The Booth mummy remained on Harbert for 20 years before Bates' widow sold it to a carnival for $1,000. In the 1930s the mummy was a major attraction at Jay Gould's Million Dollar Spectacle, a carnival traveling the Midwest. Twenty-five cents admission enabled people to inspect the grisly relic, which was dressed in khaki shorts and laid out on an Indian blanket. Ten thousand dollars was promised to anyone who could prove the mummy not genuine — that's what the signs said anyway — but there were no takers. One rather gruesome feature had been added over the years: A large flap had been cut into the mummy's back, and customers really wanting their quarter's worth could peer inside. No one disputed that it was a real human mummy; the mystery remained whether it was John Wilkes Booth.
Despite the publicity — or perhaps because of it — serious scholars and historians scoffed. One Lincoln authority who examined the corpse concluded, "The body of the suicide from Enid, Oklahoma, presents some similarities to that of Booth, but lacks other identifying features."

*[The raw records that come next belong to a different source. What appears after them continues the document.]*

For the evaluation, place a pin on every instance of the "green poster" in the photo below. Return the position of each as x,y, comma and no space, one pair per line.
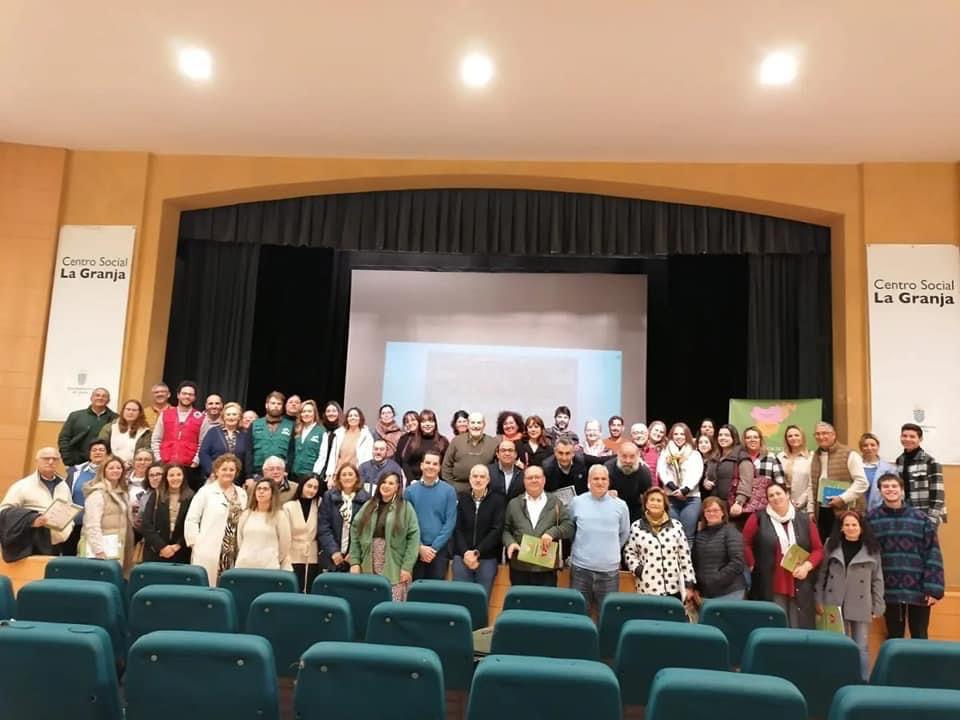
773,417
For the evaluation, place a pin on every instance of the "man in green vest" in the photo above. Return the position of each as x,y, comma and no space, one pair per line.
272,434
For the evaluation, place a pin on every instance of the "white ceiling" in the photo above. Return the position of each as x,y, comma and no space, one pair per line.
636,80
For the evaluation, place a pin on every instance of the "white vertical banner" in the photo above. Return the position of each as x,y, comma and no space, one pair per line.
914,305
88,315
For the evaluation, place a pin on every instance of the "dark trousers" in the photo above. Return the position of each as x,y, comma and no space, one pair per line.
434,570
69,546
899,615
525,577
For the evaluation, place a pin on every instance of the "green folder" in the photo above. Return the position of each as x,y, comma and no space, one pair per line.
831,620
794,556
532,554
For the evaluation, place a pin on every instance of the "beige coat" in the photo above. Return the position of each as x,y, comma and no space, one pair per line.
31,494
303,533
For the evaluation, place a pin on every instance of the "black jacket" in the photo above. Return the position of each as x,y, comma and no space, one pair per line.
479,528
557,479
18,536
156,528
498,481
330,523
718,560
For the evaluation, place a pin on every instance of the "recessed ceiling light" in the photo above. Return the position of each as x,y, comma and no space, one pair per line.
778,68
476,70
196,63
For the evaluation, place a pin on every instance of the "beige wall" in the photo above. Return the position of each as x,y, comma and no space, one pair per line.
862,203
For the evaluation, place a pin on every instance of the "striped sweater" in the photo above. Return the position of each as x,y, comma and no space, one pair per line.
909,553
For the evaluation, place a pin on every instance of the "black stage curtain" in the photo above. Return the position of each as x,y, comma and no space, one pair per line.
211,317
733,283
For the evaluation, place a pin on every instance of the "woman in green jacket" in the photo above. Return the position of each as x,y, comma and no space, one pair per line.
385,537
307,440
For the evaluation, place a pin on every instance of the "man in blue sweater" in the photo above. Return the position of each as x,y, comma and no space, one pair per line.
435,502
603,526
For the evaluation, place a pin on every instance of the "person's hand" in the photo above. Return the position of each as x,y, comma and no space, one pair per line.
545,541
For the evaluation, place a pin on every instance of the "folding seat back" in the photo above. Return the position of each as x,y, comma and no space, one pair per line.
548,634
445,629
362,592
292,622
54,670
536,687
214,676
245,584
472,596
352,681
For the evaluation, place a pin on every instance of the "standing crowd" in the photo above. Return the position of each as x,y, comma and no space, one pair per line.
315,489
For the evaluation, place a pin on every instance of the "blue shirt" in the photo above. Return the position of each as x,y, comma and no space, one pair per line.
436,507
603,526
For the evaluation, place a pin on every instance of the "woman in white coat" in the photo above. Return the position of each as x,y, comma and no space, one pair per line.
303,512
680,469
352,443
263,533
211,525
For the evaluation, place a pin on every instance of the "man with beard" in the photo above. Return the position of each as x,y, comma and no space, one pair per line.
561,427
629,478
272,434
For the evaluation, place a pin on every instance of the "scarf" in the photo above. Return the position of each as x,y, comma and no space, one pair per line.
657,523
785,535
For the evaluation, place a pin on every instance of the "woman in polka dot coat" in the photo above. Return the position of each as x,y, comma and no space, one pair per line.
657,552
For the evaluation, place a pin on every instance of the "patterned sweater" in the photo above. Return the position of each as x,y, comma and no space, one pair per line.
909,553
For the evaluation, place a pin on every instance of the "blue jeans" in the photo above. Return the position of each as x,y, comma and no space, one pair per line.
688,513
594,584
483,575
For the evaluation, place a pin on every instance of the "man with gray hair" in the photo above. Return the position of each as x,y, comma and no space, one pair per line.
473,447
602,524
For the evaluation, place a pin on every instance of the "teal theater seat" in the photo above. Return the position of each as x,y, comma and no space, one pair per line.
208,676
53,670
356,681
246,584
687,694
618,608
738,618
819,663
445,629
548,634
292,622
528,597
177,607
918,663
472,596
86,602
648,646
536,687
362,592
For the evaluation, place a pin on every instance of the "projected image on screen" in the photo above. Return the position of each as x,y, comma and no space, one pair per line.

The author of the 1924 Harper's article, who personally examined the mummy in Memphis, wondered, "Could this long gray hair, still curling and plenteous, have been the adornment of that young man who mastered the stage of his day with his talent and physical beauty?" Some 17 pages later, he decided that it simply could not be: "No mystery remains in my mind about the end of John Wilkes Booth. The evidence against the Enid legend is simply overwhelming." As if he still weren't entirely certain, though, he concluded, "But what a strange story it is!"
Bates did, however, attract the attention of at least one authority who knew something about remarkable escapes. After the death of Harry Houdini in 1926, his personal library was found to contain dozens of copies of Bates' book.
The Missing Mummy
Finis Bates died a disappointed man, and his life's work was reduced to one sentence in The Commercial Appeal obituary, only noting that he "had devoted years in obtaining proofs and affidavits of the escape and suicide of John Wilkes Booth." The Bates home and garage on Harbert, the mummy's last resting place in Memphis, have been torn down and replaced by an apartment house. And the mummy itself?
In the late 1950s, the Circus World Museum tried to buy "John," and a few years after that the townspeople of Enid, Oklahoma, expressed interest in getting "their" mummy back as a tourist attraction. More recently, the Regional Forensic Center in Memphis and even the Smithsonian Institution in Washington, D.C., expressed interest in examining the mummy. With their sophisticated equipment, scientists could analyze physical characteristics of Booth to determine if they matched the mummy.
There was just one problem: No one knows where it is. Last seen at a carnival in the Midwest in the mid-1970s, the body of David George, or John St. Helen, or John Wilkes Booth — or perhaps all three if you believe the strange tale told by Finis Bates — has vanished.